For those seeking to break into journalism, then, the relative scarcity of available positions and need to relocate are two obstacles prospective employees can expect to face. Younger applicants, in particular, may also struggle to get a foot on the ladder, given that the majority of journalists employed in the United Kingdom are aged 30 years old or above. Meanwhile, those already employed in the field have other issues to grapple with.
Journalism and its challenges
Globally, according to a 2020 study, one of the most notable challenges faced by journalists was public pressure to ensure opposing views of polarizing issues were reported in a balanced manner. Whilst the two leading challenges pertained to the COVID-19 pandemic at the time of survey, other issues cited included reporting on racist or xenophobic discrimination and distinguishing between fact and fiction in political and election coverage.
Consumer confidence is also a factor. A report on trust in journalists revealed that just 13 percent of respondents from Great Britain considered journalists to be trustworthy. Some UK consumers now turn to influencers for news instead, and there is growing pressure on journalists to satisfy public expectations in their reporting. The manner in which sensitive content is handled is more under the spotlight than ever, and readers have their own ideas on how such topics should be reported on. A key example of this can be seen in a survey conducted in the UK in early 2022, which found that attitudes to broadcast reporting on racist abuse differed according to respondents’ ethnicity.

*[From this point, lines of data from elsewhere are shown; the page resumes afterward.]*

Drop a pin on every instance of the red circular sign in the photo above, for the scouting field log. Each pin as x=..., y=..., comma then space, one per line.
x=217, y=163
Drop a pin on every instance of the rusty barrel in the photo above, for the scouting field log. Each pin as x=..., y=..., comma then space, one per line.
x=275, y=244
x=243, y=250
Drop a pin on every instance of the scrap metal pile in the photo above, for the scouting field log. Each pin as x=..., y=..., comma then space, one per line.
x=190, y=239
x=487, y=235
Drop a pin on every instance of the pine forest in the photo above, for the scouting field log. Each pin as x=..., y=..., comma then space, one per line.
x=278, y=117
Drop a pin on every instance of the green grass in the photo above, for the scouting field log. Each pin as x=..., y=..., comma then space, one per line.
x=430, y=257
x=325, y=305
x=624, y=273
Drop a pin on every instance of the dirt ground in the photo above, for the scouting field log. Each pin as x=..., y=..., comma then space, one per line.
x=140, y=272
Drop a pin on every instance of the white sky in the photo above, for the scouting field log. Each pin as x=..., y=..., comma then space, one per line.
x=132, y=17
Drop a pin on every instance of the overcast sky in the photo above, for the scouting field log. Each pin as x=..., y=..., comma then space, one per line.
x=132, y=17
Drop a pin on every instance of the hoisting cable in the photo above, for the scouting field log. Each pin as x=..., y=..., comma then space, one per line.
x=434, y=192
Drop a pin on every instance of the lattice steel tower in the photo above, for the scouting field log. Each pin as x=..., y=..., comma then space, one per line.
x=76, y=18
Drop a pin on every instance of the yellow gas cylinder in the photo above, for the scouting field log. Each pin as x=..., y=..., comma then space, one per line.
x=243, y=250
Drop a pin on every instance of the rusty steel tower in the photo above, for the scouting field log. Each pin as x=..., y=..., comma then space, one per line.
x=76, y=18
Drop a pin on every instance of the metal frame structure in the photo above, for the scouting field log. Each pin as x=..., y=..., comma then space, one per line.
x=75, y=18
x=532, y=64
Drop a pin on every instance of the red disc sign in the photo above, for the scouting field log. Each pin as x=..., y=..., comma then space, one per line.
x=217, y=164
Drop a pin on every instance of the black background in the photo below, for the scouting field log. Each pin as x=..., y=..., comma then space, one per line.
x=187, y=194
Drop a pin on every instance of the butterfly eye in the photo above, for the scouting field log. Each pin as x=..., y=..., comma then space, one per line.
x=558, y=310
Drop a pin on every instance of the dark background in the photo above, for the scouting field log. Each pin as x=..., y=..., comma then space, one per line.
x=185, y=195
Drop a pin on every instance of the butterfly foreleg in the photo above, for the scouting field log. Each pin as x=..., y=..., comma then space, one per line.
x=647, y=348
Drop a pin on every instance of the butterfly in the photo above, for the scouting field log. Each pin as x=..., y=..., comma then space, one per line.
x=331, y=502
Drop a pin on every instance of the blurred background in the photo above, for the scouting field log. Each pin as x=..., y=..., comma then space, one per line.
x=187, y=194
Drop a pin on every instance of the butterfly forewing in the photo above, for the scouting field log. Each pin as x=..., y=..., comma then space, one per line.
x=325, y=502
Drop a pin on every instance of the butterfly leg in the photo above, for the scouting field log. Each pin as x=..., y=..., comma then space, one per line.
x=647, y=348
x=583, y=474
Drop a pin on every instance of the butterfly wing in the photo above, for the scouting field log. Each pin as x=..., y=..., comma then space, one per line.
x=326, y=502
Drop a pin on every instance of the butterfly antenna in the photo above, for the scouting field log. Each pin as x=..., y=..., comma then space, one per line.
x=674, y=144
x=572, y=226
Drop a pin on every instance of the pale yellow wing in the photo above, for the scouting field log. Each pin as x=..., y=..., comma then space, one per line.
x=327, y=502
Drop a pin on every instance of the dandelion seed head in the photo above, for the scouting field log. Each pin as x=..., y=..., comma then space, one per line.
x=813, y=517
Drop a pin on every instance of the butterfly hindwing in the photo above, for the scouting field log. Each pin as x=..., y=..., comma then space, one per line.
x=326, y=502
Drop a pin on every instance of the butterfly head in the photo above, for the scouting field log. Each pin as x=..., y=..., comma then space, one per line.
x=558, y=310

Whilst it is true that certain topics are more divisive than others, when it comes to sensitive or polarizing content, the way a report is written and phrased can carry significant weight. This is especially relevant in light of the rising prevalence of so-called cancel culture. Journalists both in the UK and around the world also face the unfortunate risks of online or physical abuse and threats. Press freedom in the United Kingdom has also worsened in recent years, a situation which, if not tackled, could lead to a drop in journalistic pluralism.